Wednesday, November 13, 2013

Setup Multi Node Hadoop 2.0 cluster configuration


Installing Hadoop 2.x.x – multi-node cluster configuration
Environment
OS : Debin / BOSS / Ubuntu
Hadoop : Hadoop 2.2.0

find here Hadoop 1.x.x comman mistake while installation

find here Hadoop-2.2.0 Single-node cluster setup. Multi-node hadoop cluster setup can be done be either by 1) single-node cluster setup by all the machine and changes the Hadoop configuration files (or) 2) just follow the below step (expect 5.b, 5.c, which is only for master) for both Master and all the slave node.

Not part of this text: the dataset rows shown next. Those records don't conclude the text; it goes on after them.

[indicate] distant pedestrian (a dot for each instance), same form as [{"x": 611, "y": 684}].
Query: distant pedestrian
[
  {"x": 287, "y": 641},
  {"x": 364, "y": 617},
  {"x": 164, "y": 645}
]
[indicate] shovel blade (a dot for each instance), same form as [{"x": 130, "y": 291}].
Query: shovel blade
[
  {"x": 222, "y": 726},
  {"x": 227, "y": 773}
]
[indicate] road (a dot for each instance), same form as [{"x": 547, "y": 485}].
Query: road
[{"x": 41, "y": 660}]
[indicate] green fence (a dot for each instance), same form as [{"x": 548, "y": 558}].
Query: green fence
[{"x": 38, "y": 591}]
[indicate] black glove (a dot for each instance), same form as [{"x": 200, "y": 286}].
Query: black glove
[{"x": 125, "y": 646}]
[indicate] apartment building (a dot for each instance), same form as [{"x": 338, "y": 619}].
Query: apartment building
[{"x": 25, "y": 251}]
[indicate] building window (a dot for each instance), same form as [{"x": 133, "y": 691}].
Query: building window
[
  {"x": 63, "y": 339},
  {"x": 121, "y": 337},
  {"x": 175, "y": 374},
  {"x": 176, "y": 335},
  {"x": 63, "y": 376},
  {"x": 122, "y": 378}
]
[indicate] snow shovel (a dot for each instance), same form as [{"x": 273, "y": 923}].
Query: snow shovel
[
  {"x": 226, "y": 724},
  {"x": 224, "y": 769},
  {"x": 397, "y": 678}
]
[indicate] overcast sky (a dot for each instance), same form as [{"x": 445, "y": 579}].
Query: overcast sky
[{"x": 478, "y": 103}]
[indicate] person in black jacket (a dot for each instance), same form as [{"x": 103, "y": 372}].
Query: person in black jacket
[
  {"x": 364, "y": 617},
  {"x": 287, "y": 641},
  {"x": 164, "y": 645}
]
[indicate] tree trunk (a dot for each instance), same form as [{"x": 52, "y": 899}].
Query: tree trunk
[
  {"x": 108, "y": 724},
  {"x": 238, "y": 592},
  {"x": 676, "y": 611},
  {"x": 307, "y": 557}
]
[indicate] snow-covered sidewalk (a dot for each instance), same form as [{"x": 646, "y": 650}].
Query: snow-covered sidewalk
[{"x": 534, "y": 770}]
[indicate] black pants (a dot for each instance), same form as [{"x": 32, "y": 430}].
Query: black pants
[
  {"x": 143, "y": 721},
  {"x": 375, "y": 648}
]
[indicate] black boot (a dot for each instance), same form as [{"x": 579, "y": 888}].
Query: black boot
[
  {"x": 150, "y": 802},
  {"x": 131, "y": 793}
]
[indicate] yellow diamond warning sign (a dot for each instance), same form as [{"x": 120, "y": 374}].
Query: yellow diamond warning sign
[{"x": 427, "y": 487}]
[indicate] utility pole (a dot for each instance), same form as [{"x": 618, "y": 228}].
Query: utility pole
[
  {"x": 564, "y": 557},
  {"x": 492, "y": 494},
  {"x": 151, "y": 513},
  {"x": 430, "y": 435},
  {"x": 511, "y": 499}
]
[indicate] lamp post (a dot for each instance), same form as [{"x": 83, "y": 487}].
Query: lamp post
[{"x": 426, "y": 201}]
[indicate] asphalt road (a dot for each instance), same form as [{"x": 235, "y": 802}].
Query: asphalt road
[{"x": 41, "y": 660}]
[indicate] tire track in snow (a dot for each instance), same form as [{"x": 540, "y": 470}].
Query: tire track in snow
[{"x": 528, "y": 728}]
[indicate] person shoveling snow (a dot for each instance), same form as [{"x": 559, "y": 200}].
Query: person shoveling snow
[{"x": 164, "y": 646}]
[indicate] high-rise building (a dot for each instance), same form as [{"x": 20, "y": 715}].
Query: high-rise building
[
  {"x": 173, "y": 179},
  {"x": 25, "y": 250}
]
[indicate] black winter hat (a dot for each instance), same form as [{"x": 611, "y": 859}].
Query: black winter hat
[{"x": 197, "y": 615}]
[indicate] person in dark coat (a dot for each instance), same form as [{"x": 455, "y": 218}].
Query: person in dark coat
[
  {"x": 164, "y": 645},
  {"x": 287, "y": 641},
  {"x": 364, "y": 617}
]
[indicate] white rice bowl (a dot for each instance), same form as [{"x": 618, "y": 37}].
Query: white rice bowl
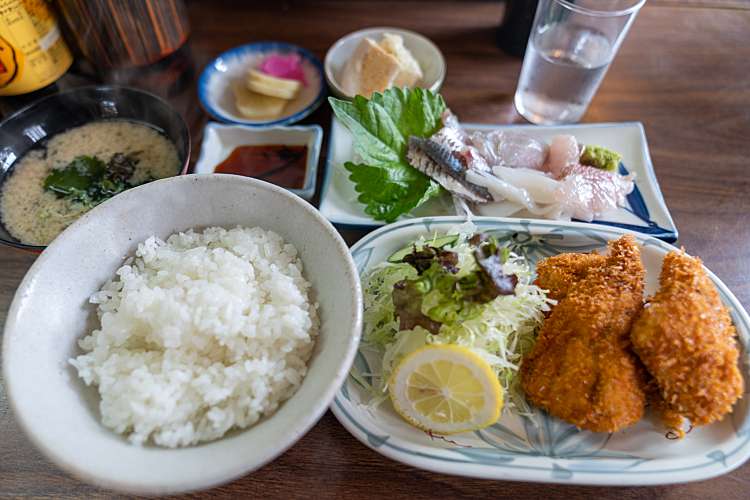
[{"x": 200, "y": 334}]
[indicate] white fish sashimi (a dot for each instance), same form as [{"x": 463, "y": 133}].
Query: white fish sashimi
[
  {"x": 563, "y": 154},
  {"x": 588, "y": 192},
  {"x": 540, "y": 186},
  {"x": 512, "y": 149},
  {"x": 501, "y": 190}
]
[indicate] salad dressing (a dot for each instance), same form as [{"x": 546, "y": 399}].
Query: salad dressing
[{"x": 280, "y": 164}]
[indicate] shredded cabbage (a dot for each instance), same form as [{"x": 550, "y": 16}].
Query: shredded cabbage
[{"x": 500, "y": 331}]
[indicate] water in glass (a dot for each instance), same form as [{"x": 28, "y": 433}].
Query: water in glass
[{"x": 562, "y": 69}]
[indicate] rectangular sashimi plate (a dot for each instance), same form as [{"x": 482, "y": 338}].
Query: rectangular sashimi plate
[{"x": 645, "y": 211}]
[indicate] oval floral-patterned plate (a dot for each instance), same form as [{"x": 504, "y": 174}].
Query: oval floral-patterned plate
[{"x": 539, "y": 447}]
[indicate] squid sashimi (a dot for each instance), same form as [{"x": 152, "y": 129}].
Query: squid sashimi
[
  {"x": 563, "y": 154},
  {"x": 508, "y": 173}
]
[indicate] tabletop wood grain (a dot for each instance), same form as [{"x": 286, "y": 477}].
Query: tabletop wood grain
[{"x": 684, "y": 71}]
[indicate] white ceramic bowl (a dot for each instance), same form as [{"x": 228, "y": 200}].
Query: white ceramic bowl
[
  {"x": 50, "y": 312},
  {"x": 219, "y": 140},
  {"x": 426, "y": 53}
]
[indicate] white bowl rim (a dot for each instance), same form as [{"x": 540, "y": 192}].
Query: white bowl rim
[
  {"x": 185, "y": 485},
  {"x": 328, "y": 61}
]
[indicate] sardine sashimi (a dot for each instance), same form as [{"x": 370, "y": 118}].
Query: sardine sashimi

  1. Prerequisites: ( for both Master and all the slave)
    1. Java 6 or above need to be installed
      Ensure that JDK had been already installed in your machine. Otherwise install JDK.
      Download and extract the jdk1.* and extartct the same.
      root@solaiv[~]#vi /etc/profile
      Add : JAVA_HOME= /usr/local/jdk1.6.0_18
      Append : PATH = “...:$JAVA_HOME/bin”
      ADD : export JAVA_HOME
      Run /etc/profile for reflecting the changes and check the Java version
      root@solaiv[~]#. /etc/profile (or) source /etc/profile
      root@solaiv[~]# java --version

    1. Create dedicated user/group for hadoop. (optional)
      Create user, create group and add the user to the group.
      root@solaiv[~]#createuser hduser
      root@solaiv[~]#addgroup hadoop
      root@solaiv[~]#adduser --ingroup hadoop hduser
      root@solaiv[~]#su hduser

    1. Password less SSH configuration for localhost, later will do for salve (optional, if we didn't do this then have to provide password for each process to start by ./start-*.sh)
      generate an SSH key for the hduser user. Then Enable password less SSH access to your local machine with this newly created key.
      hduser@solaiv[~]#ssh-keygen -t rsa -P ""
      hduser@solaiv[~]#cat /home/hduser/.ssh/id_rsa.pub >> /home/hduser/.ssh/authorized_keys
      hduser@solaiv[~]#ssh localhost

  1. Steps to install Hadoop 2.x.x ( for both Master and all the slave)
    1. Download Hadoop 2.x.x
    2. Extract the hadoop-2.2.0 move to /opt/hadoop-2.2.0
    3. Add the follwing lines into .bashrc file
      hduser@solaiv[~]#cd ~
      hduser@solaiv[~]#vi .bashrc

copy and paste following line at end of the file
      #copy start here
      export HADOOP_HOME=/opt/hadoop-2.2.0
      export HADOOP_MAPRED_HOME=$HADOOP_HOME 
      export HADOOP_COMMON_HOME=$HADOOP_HOME 
      export HADOOP_HDFS_HOME=$HADOOP_HOME 
      export YARN_HOME=$HADOOP_HOME 
      export HADOOP_CONF_DIR=$HADOOP_HOME/etc/hadoop
      export YARN_CONF_DIR=$HADOOP_HOME/etc/hadoop 
      #copy end here


  1. Modify hadoop environment file ( for both Master and all the slave)
    1. Add JAVA_HOME to libexec/hadoop-config.sh at beginning of the file
      hduser@solaiv[~]#vi /opt/hadoop-2.2.0/libexec/hadoop-config.sh
      ….
      export JAVA_HOME=/usr/local/jdk1.6.0_18
      ….
    2. Add JAVA_HOME to hadoop/hadoop-env.sh at beginning of the file
      hduser@solaiv[~]#vi /opt/hadoop-2.2.0/etc/hadoop/hadoop-env.sh
      ….
      export JAVA_HOME=/usr/local/jdk1.6.0_18
      ….
    3. Check Hadoop installation
      hduser@solaiv[~]#cd /opt/hadoop-2.2.0/bin
      hduser@solaiv[bin]#./hadoop version
      Hadoop 2.2.0
      ..
      At this point Hadoop installed in your node.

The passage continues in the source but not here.